Trout, a 49-year-old father of three, said that if elected, he would apply this lesson learned from running a small business: "If I can't afford it, I don't buy it."

"This state is not in great financial shape," said Trout, who manages a liquor store. "We have to take the bull by the horns and cut as much spending as possible."

He says he would consider putting new public employees in a 401(k) plan instead of enrolling them in the state's troubled pension system.

Trout said that he had paid as much as $1,200 a month for health insurance for himself and his family and that he would have no problem asking public employees to contribute more to their health insurance, given that "costs have increased for everybody."

Norcross, of Camden, has had a front-row seat to New Jersey's fiscal turmoil.

His first substantial vote was for a package of public employees' benefit changes signed into law by Gov. Christie requiring all government workers to contribute to their health-care costs. It also banned future part-timers from receiving pensions.

He withheld his vote from the $28 billion state budget in June, protesting that Christie had skipped a $3 billion contribution to the pension system while asking public workers to make sacrifices.

He has also sponsored a bill with Sen. James Beach (D., Camden) that falls into Christie's tool kit of property-tax fixes. It aims to save money by directing county clerks to send only one sample ballot to each residence address where a registered voter lives, instead of one for each voter.

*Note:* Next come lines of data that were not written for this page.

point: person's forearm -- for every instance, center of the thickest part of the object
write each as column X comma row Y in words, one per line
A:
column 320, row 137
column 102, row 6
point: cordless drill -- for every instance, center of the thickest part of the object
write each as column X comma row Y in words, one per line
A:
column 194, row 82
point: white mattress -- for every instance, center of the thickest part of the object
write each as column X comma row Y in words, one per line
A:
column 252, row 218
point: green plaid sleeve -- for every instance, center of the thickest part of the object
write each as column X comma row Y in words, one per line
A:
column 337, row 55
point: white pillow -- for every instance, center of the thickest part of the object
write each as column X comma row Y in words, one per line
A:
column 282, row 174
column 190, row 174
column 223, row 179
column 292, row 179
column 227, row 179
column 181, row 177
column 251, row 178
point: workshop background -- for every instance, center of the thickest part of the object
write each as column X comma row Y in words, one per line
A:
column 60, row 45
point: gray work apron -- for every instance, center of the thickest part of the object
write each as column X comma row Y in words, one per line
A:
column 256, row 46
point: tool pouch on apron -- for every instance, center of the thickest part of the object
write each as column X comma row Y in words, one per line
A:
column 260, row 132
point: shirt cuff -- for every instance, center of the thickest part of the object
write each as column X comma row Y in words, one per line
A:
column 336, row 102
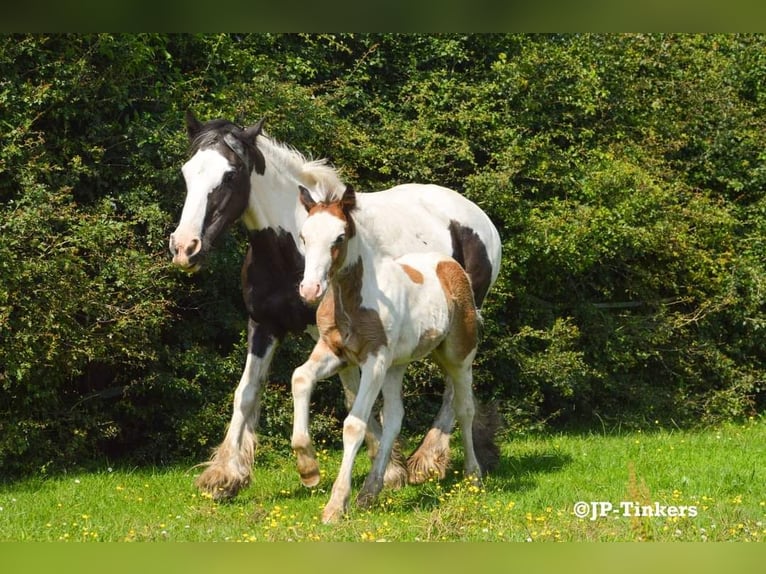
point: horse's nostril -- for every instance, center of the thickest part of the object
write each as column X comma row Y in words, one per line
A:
column 194, row 247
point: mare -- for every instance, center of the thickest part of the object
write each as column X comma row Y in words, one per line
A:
column 239, row 173
column 379, row 313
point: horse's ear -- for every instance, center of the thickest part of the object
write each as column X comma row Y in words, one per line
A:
column 306, row 200
column 348, row 202
column 255, row 130
column 193, row 125
column 250, row 135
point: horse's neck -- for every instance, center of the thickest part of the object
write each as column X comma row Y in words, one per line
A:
column 274, row 194
column 360, row 268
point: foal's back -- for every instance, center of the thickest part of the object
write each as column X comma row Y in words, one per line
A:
column 440, row 311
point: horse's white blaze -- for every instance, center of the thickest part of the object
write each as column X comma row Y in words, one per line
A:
column 202, row 173
column 320, row 232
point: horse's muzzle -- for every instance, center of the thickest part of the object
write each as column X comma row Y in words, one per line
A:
column 186, row 254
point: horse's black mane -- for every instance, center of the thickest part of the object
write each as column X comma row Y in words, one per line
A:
column 211, row 133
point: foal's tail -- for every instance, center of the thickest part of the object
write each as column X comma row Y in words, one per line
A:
column 487, row 423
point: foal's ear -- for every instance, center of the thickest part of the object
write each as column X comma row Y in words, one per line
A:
column 250, row 135
column 193, row 125
column 348, row 201
column 306, row 200
column 254, row 131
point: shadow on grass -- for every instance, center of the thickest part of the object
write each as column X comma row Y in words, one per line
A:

Norcross said that Christie's reform package included useful "tools," but that he did not want to hamstring local officials with rules that give them no flexibility to address property taxes. He supports requiring raises awarded through arbitration to police and fire employees to stay in line with cost-of-living increases - Christie is pushing the Legislature to cap the raises at 2 percent - and wants to see the civil service system modernized.

Echoing Christie, Trout said the Legislature was acting too slowly on the tool kit.

The Woodbury councilman told of his personal struggles with New Jersey's high property taxes, saying he was unsure he could afford to stay in his home when his wife died 21/2 years ago and the family lost her income.

He wants to reduce the size of government, reining in free-spending independent authorities. He says he would also eliminate local school districts and create county-run districts in their place to lower education costs, which account for the bulk of property-tax bills.

"I know it's politically unpopular, but if we don't change how the system is being run, we're going to price ourselves out of the state," Trout said.

Norcross emphasized his support for economic development along the Camden waterfront and infrastructure improvements to I-295 going through the county.

Norcross already has riled his union base, particularly after sponsoring a bill passed by the Senate and awaiting action in the Assembly that would require public employees of New Jersey to live in state.

"That did not endear me to a lot of public employee unions, but I wasn't elected here by simply the union members of my district; I'm elected by all the people of my districts who voted," Norcross said.

At least five bills that list Norcross as primary sponsor in the Senate have been signed into law, including a measure authorizing the director of a county freeholder board to veto proposed actions of county authorities.

Another law he sponsored extended the time period during which fire departments can hire certain laid-off firefighters.

One bill Norcross would like the Legislature to move on is a package of ethics rules that would, among other things, end distribution of free E-ZPass transponders, limit travel, and impose a two-year revolving-door ban on public employees at all levels of government.

He stressed his political independence, saying that he was "very close" with brother George - considered the unofficial leader of the Camden County Democrats with statewide influence - but that they live separate lives.

"I'm very comfortable with what I do, and I don't think anybody . . . - anybody who even has a level of knowledge of who I am - doesn't think I'm my own man," he said.